Im Übrigen wird der Antrag auf Erlass einer einstweiligen
Verfügung zurückgewiesen.
Die Kosten des Verfahrens tragen die Verfügungskläger
jeweils zu 1/8, die Verfügungsbeklagte zu 3/4.
Tatbestand
Die Verfügungskläger sind deutsche
Staatsangehörige. Der Verfügungskläger zu 2)
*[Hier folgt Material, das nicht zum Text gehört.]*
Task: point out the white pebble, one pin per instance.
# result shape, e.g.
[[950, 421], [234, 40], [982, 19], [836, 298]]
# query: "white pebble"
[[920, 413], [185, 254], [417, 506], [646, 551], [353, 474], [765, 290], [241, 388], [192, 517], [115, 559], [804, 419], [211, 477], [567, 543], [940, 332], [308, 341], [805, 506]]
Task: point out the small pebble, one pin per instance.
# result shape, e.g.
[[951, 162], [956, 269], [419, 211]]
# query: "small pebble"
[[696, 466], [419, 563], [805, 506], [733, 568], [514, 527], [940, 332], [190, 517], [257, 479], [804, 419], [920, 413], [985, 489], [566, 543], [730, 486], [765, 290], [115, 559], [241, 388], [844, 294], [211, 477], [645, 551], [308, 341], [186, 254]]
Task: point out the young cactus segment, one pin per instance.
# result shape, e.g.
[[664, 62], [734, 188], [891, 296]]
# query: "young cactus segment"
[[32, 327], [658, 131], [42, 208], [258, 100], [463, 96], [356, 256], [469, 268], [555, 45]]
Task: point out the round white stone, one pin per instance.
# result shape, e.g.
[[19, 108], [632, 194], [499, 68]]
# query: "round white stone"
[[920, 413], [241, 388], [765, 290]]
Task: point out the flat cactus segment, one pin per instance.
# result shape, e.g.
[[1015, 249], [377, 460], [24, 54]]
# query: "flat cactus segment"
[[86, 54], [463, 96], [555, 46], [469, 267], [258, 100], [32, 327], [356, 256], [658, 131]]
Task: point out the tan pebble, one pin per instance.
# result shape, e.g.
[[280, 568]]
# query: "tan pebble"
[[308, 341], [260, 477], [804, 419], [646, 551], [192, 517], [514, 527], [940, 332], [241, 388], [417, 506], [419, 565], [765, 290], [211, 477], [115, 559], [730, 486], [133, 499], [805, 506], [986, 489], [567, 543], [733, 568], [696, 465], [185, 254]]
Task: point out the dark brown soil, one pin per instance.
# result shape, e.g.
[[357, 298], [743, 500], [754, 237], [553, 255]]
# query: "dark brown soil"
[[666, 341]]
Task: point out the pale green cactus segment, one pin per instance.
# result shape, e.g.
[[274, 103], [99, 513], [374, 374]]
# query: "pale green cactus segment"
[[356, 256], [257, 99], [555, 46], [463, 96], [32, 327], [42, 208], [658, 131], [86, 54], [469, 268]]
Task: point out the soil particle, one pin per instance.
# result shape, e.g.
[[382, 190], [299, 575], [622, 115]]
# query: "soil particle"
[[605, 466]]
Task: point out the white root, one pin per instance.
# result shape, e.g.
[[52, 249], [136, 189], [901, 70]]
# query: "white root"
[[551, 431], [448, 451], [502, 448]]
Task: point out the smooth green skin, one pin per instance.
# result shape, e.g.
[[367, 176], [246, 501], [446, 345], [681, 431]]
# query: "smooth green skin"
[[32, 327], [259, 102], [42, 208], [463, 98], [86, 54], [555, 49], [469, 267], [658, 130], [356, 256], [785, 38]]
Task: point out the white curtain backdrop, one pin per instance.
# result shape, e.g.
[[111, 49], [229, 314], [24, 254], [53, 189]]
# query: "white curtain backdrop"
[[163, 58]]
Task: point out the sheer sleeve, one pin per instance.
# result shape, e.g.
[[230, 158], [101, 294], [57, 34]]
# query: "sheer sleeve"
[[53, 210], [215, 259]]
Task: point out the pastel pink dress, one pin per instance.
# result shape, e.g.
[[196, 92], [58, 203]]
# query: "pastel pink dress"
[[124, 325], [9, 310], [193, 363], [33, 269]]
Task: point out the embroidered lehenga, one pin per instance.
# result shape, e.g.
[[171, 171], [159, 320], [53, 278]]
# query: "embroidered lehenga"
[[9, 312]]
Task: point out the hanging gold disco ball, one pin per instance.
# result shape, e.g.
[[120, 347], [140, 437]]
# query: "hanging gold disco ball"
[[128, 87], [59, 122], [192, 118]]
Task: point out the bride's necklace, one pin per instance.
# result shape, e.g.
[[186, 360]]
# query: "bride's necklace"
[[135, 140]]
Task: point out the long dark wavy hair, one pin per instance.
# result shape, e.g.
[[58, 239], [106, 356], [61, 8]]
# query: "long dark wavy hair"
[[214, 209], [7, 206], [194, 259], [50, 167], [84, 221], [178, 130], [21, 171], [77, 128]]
betätigt sich als Unternehmensberater, die
Verfügungsklägerin zu 1) ist Unternehmerin und
Hochschulstudentin. Die Verfügungsbeklagte stellt die
technische Plattform in Form von Speicherplatz und technischer
Infrastruktur für C1 auf ihren Servern in den Vereinigten
Staaten bereit. Diese können sich einen Account anlegen und
unter Zuhilfenahme der technischen Infrastruktur und des
Speicherplatzes auf der Domain der Verfügungsbeklagten
www.C1.com Blogs veröffentlichen. Die Accounts werden mit der
Angabe einer Emailadresse von den Nutzern/Bloggern verifiziert. Die
Inhalte der Blogs überprüft die
Verfügungsbeklagte nicht. Die Domain und den Bloggerdienst
nutzt die Verfügungsbeklagte kommerziell. Sie ist
Administrator der Internetseite C2.com. In den Nutzungsbedingungen der
Verfügungsbeklagten für C2 heißt es unter
anderem: "sie [der Nutzer] verpflichten sich, den Service unter
Einhaltung aller anwendbaren Gesetze, Regeln und Bestimmungen auf
Landes- und Bundesebene sowie auf nationaler und internationaler Ebene
zu nutzen. … Die Verletzung dieser Verpflichtungen -
einschließlich der Content-Richtlinien für C1
(http://www.C1.com/content.g) - kann zu fristloser Kündigung
dieser Vereinbarung führen und Strafen sowie andere rechtliche
Konsequenzen nach sich ziehen." In den Content-Richtlinien
heißt es unter anderem: "Stellen wir jedoch fest, dass ein
Verstoß vorliegt, ergreifen wir je nach Schwere des
Verstoßes eine oder mehrere der folgenden
Maßnahmen: … Wir stellen das Blog hinter einen
Unterbrecher, der nur dem Autor des Blogs Zugriff auf den Inhalt
ermöglicht. Wir löschen das Blog. Wir deaktivieren
den Zugriff des Autors auf dessen C1-Konto. Wir deaktivieren den
Zugriff des Autors auf dessen Google-Konto."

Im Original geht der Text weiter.